Investigating reward hacking

We’ve been developing a testing environment to study the emergence of reward hacking in reinforcement learners. We want to assess whether there are robust ways to monitor when models learn to reward-hack, and whether interpretability methods (or other approaches) can prevent it. We’ve built a dataset of ~750 coding problems and 26 exploit types to test this.

We encountered more difficulty than expected eliciting reward hacking with reinforcement learning. We suspect this may be because Qwen 3 models tend not to generalise a propensity to hack across coding problems. Supervised fine-tuning experiments show that the GPT-OSS family generalises a propensity to hack coding problems much more readily than the Qwen 3 family, and we will focus on GPT-OSS going forward.

In detail, we found:

  • Qwen family models learned to reward-hack very slowly unless explicitly asked to look for reward hacks.
  • Qwen family models significantly improved their hacking rate on held-out exploits after fine-tuning on a set of training exploits only when explicitly asked to hack.
  • GPT-OSS family models significantly improved their rate of hacking on held-out exploits after similar fine-tuning whether or not they were asked to hack.

Project

We're developing a testbed for reward hacking called djinn. It consists of a library of coding problems together with a collection of exploitable verifiers plus one "secure" verifier. We have 26 different kinds of exploit, each with its own exploitable verifier. These range from trivial (e.g. insert a particular string as a comment) to relatively difficult for today's best open source coding models (e.g. expected outputs are computed from the same inputs passed to the code submission, allowing the submitted code to alter the inputs to known cases). We also include "hints" in all of the problem descriptions that make it at least in principle possible to deduce the exploit from the available material, though we try to dress them up as specifications, logs or error messages that look at least plausibly like they should be in the description.

We want to use this to test a range of monitoring and mitigation strategies, such as:

  • How much does removing easy (but not difficult) hacking opportunities help suppress the emergence of reward hacking?
  • How effective are "canaries" (easily hackable problems in an evaluation set) for monitoring the emergence of reward hacking behaviour?
  • How effective are interpretability methods – such as probes trained to flag known deceptive behaviours, or attributing behavior to dishonest vs honest response data – for monitoring and suppressing reward hacking?

Failure to elicit hacking in RL experiments

We initially tried eliciting reward hacking directly with RL training on this dataset. We focused on Qwen 3 family models—chiefly the 8B and 14B variants—because they are fairly strong coding models that fit our compute budget. We found the Llama family significantly less capable of finding exploits when prompted to look for them, and we had trouble configuring an RL package environment that supported the Gemma and Qwen families simultaneously.

To cut a long story short: we tried many variations of RL (single-turn; multi-turn with feedback from first attempts; varying exploit-class distributions; different hyperparameters, etc.) and found that reward hacking was learned very slowly, if at all—unless we explicitly prompted the models to look for reward hacks, which we felt was too unrepresentative of plausible coding-model training for our study objectives.
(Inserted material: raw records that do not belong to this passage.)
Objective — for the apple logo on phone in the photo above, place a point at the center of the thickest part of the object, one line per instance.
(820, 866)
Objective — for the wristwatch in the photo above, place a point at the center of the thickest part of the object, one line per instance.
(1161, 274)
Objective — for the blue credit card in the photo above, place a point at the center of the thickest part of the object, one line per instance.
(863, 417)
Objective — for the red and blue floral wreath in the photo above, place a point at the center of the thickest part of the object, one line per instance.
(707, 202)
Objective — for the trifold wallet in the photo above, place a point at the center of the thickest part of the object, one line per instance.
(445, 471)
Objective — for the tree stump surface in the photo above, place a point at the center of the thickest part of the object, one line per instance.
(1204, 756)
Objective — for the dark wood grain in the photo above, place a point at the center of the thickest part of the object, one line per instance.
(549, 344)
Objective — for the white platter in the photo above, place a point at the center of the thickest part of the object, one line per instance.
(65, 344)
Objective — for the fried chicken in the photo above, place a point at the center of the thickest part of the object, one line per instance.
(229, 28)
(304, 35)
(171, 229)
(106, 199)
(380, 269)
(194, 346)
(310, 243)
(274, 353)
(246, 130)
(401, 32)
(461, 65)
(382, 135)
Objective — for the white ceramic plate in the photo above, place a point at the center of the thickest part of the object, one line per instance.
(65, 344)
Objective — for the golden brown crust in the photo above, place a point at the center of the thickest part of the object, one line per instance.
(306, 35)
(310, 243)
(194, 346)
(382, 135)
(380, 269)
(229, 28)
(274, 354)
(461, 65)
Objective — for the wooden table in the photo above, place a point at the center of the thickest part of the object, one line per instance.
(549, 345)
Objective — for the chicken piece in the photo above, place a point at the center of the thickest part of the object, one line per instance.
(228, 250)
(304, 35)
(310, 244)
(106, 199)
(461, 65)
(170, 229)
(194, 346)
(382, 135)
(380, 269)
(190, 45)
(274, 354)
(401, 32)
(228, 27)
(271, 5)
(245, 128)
Hacking generalization from fine tuning experiments

We weren’t making progress with RL, so we moved to a simpler starting point: fine-tuning models on a training set of exploits and measuring generalisation to held-out exploits. We evaluated four models:

  • Qwen 3 4b
  • Qwen 3 32b
  • GPT-OSS 20b
  • GPT-OSS 120b

We trained these models for 10 epochs on the training set (13 exploit types, 371 data points). Qwen 3 4B did not seem capable enough to study further—it failed to find many types of hack and tended to produce code that didn’t solve edge cases when attempting to operate “honestly” (hence it achieved a high pass rate on the inadequate test coverage exploit). On the evaluation set (13 new exploit types not in training), both Qwen 3 32B and GPT-OSS 20B successfully found about 35% of the exploits after fine-tuning when explicitly prompted to look for them. When not explicitly asked to find hacks, the models diverged: GPT-OSS continued to exploit in ~25% of cases, while Qwen’s exploit rate fell below 5%. We speculate that Qwen’s slower-changing propensity to exploit problems relates to our observation that it learned to hack slowly in RL environments.

Average rates of reward hacking Figure 1: Comparison of reward hacking rates for the four models studies with and without explicit prompting to look for hacks, and with and without finetuning on exploit examples

In general, fine tuning led to models more robustly find exploits they were already able to find when prompted to look for them. There were some exceptions such as "mock functionality replacement", where Qwen 32B and OSS 20B showed some ability to find the exploit only after fine-tuning.

Average rates of reward hacking Figure 2: Hack success rates on different types of exploit in the evaluation set. Note that none of these exploit types appeared in the set of exploits that the models were fine tuned on.

Outlook

We're focussing on RL tuning GPT-OSS 20B to hack in an RL environment. While the differences between the Qwen and GPT-OSS families are potentially of interest to our broader project of detecting and supressing hacking in RL, our top priority is to elicit hacking in a robust manner in a "semi-realistic" RL environment.